In [1]:
from torch import nn
from bound_propagation import BoundModelFactory, HyperRectangle
import torch

class NNDM(nn.Sequential):
    def __init__(self):
        super(NNDM, self).__init__(
            nn.Linear(5, 64),
            nn.Tanh(),
            nn.Linear(64, 64),
            nn.Tanh(),
            nn.Linear(64, 32),
            nn.Tanh(),
            nn.Linear(32, 32),
            nn.Tanh(),
            nn.Linear(32, 16),
            nn.Tanh(),
            nn.Linear(16, 4)
        )

    def forward(self, x):
        out = super().forward(x)
        return out + x[:,:4]

net = NNDM()

factory = BoundModelFactory()
net = factory.build(net)

In [2]:
x = torch.rand(1, 5)
epsilon = 0.1
input_bounds = HyperRectangle.from_eps(x, epsilon)

crown_bounds = net.crown(input_bounds)
crown_ibp_bounds = net.crown_ibp(input_bounds)

alpha_crown_bounds = net.crown(input_bounds, alpha=True)
alpha_crown_ibp_bounds = net.crown_ibp(input_bounds, alpha=True)

In [3]:
print("Final lower bounds: ", crown_bounds.lower[1])

Final lower bounds:  tensor([[ 0.3256, -0.2088, -0.1270, -0.2015]], grad_fn=<AddBackward0>)


In [4]:
def get_bounds(model, state, action_space_partition, epsilon):
    """
    model: Pytorch neural network initialised with BoundModelFactory
        - model input size: [state_dimensionality + action_dimensionality]
        - model output size: [state_dimensionality]
    state: Tensor with shape [state_dimensionality]
    action_space_partition: Tensor with shape: [action_options] -> in future: [action_dimensionality, action_partition]
    epsilon: Perturbation radius for input bounds
    ---
    output: [action_options, 2, state_dimensionality] (2: upperbound & lowerbound)
    """
    result = []

    for action in action_space_partition:
        state_action = torch.cat((state, action.unsqueeze(0))).view(1, 5)
        input_bounds = HyperRectangle.from_eps(state_action, epsilon)
        crown_bounds = model.crown(input_bounds)

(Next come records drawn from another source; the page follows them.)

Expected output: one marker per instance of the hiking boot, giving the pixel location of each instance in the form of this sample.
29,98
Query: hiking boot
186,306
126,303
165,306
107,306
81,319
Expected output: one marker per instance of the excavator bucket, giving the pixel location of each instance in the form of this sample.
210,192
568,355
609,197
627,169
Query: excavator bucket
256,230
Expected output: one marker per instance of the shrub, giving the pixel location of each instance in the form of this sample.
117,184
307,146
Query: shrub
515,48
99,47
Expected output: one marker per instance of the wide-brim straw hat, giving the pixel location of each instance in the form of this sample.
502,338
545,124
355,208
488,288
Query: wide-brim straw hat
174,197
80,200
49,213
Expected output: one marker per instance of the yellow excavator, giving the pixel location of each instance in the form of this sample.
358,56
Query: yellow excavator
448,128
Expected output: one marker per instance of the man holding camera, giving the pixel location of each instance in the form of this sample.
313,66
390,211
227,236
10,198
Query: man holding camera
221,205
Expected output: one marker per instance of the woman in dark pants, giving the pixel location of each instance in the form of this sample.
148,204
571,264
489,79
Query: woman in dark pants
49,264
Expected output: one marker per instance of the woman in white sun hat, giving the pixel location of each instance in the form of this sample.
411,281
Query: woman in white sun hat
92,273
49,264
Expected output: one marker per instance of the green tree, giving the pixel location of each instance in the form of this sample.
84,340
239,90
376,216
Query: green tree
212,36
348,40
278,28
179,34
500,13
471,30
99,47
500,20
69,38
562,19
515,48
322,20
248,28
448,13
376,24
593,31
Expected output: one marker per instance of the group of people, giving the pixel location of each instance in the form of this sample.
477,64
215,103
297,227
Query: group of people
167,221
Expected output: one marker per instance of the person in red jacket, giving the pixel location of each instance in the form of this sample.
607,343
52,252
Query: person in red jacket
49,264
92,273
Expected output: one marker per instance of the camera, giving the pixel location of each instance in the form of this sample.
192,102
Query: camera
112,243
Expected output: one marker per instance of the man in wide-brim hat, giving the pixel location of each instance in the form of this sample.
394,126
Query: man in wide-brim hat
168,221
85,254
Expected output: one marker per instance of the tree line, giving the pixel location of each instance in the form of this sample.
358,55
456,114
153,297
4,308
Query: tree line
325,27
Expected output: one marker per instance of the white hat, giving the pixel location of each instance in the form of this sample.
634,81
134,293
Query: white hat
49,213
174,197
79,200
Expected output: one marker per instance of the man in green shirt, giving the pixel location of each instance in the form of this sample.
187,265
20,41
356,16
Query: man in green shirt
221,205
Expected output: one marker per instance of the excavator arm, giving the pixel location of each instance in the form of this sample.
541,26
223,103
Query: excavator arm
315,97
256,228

        # Assuming the output dimension of the model is state_dimensionality
        lower_bound = crown_bounds.lower[0].unsqueeze(0)
        upper_bound = crown_bounds.upper[0].unsqueeze(0)

        result.append(torch.cat((lower_bound, upper_bound), dim=0))

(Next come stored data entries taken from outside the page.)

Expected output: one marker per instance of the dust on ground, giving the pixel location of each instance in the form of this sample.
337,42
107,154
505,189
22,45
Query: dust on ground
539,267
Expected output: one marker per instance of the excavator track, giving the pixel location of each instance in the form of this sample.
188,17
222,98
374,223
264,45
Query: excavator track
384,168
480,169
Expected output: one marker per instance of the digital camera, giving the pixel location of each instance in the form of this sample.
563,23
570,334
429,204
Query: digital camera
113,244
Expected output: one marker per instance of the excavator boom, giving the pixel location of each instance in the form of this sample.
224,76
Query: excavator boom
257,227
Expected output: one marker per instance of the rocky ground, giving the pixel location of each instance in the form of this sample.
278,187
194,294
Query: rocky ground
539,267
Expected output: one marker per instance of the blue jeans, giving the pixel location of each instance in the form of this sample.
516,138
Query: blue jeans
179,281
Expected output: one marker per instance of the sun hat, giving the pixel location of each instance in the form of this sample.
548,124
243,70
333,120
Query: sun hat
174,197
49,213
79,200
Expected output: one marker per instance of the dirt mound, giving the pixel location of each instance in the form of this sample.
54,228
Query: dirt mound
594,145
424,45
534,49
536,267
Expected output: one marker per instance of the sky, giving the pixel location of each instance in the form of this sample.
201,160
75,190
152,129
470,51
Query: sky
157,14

    return torch.stack(result, dim=0)

In [7]:
import numpy as np

carpole_data = np.load('Cartpole_data.npy')
state = torch.Tensor(carpole_data[0, :4])
action_space = torch.Tensor([0, 1])
bounds_for_all_actions = get_bounds(net, state, action_space, 0.1)

In [9]:
desired_action_index = 0

guaranteed_next_state_set = bounds_for_all_actions[desired_action_index, :, :]
guaranteed_next_state_set

tensor([[[[-0.0031, -0.0158, -0.0013,  0.0196, -0.0068],
          [ 0.0120,  0.0188, -0.0001,  0.0222, -0.0045],
          [ 0.0012, -0.0014,  0.0071,  0.0035, -0.0011],
          [ 0.0033,  0.0264, -0.0149,  0.0342, -0.0054]]],


        [[[-0.0031, -0.0160, -0.0014,  0.0196, -0.0068],
          [ 0.0119,  0.0188, -0.0002,  0.0222, -0.0047],
          [ 0.0011, -0.0014,  0.0070,  0.0036, -0.0010],
          [ 0.0034,  0.0264, -0.0151,  0.0340, -0.0055]]]],
       grad_fn=<SliceBackward0>)

In [10]:
import torch.nn.functional as F

class DQN(nn.Module):

    def __init__(self, n_observations, n_actions):
        super(DQN, self).__init__()
        self.layer1 = nn.Linear(n_observations, 128)
        self.layer2 = nn.Linear(128, 128)
        self.layer3 = nn.Linear(128, n_actions)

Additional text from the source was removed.